Providers should also be really clear about which of their safety solutions comply with BS 8484 – and which do not. As a customer, this is really important information to ask for.
Section five has been updated to allow the choices between lone worker devices and applications to be understood in terms of the functions they provide and the level of risk management they offer.
With an updated range of essential functions, the section also advises the types of functions that would be ideal for the different types of lone workers. In BS 8484 this is split between people risk and environmental risk. This allows for a more useful, fit-for-purpose range of solutions. Applications continue to be reliant upon the operating system for their ability to provide essential functionality.
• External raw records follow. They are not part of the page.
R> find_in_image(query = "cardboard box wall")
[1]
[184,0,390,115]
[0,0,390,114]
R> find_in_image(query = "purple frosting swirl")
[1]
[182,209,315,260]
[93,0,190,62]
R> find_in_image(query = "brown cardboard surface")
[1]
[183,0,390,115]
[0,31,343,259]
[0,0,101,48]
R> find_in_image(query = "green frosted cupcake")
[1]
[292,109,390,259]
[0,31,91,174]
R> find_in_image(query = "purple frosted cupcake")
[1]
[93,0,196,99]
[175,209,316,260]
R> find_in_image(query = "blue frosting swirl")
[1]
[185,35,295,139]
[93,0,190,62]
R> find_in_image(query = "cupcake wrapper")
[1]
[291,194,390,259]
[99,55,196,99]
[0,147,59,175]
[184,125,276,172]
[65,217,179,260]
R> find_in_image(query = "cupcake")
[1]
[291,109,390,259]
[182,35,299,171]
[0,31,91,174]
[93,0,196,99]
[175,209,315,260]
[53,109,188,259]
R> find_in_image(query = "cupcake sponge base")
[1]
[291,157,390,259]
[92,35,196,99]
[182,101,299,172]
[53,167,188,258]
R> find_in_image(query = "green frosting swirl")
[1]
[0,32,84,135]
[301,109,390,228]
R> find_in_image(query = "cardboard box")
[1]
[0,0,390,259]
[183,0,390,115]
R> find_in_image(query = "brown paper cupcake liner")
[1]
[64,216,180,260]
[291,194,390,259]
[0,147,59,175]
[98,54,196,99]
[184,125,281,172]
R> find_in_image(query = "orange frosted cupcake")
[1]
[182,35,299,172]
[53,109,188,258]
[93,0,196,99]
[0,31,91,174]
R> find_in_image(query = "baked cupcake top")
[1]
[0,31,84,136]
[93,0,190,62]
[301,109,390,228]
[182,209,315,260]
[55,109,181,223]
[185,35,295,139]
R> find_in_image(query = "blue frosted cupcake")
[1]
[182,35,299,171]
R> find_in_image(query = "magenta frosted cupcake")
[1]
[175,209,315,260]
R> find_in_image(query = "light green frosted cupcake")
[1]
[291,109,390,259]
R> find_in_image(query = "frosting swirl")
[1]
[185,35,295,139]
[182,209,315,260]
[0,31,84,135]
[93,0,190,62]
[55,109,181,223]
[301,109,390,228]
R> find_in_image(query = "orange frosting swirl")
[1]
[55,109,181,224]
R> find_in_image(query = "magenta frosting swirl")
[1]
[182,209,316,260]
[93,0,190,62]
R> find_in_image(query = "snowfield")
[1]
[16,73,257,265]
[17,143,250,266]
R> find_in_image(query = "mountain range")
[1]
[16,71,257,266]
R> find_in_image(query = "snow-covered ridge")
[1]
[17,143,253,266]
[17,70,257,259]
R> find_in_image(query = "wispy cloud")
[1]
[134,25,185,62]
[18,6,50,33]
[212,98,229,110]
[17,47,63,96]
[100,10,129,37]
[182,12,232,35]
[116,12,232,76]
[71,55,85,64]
Advice is also provided on operating system upgrades.
Given the ease of which data is increasingly available, the devices will be required to help ARC operators by reporting battery and signal status.
Section six is particularly important and focuses on what providers of lone worker safety solutions should deliver in terms of training and support.
If a lone worker safety initiative is to be successful, health and safety culture needs to be fully embedded in the workplace — and effective training is key to achieving this. To be truly safe, staff need to understand why they need to use their devices, not just how to use them.
To comply with BS 8484, providers should deliver lone worker training to both management and frontline lone workers. As a minimum, this should include how to operate the devices or apps — including how to raise the alarm discreetly and how to minimise false alarms.
Providers should also provide support activities and management tools to help employers encourage usage of the devices or apps. This should include telephone and email support and regular reports, as well as access to refresher training.
They must also meet training requirements for their own employed staff, which includes covering all elements of the service they are supplying to customers.
Section seven deals with the 24/7 alarm receiving activities. This section now provides a comprehensive input as to the quality and clarity of process required to achieve the standard for lone worker safety.
Mandatory response times to incoming alerts have been reduced to 10 seconds in 80% of occasions. There is clearer detail on how to measure the timing of the critical points in the ARC Red Alert process.
The requirement for quality operators is underpinned by the training support and operational guidance that needs to be available. Increased transparency when reporting will provide greater reassurance for employers and their lone workers.
The few changes to this section deal with ensuring accurate and effective escalation process, including recognition of the police policies for lone worker systems.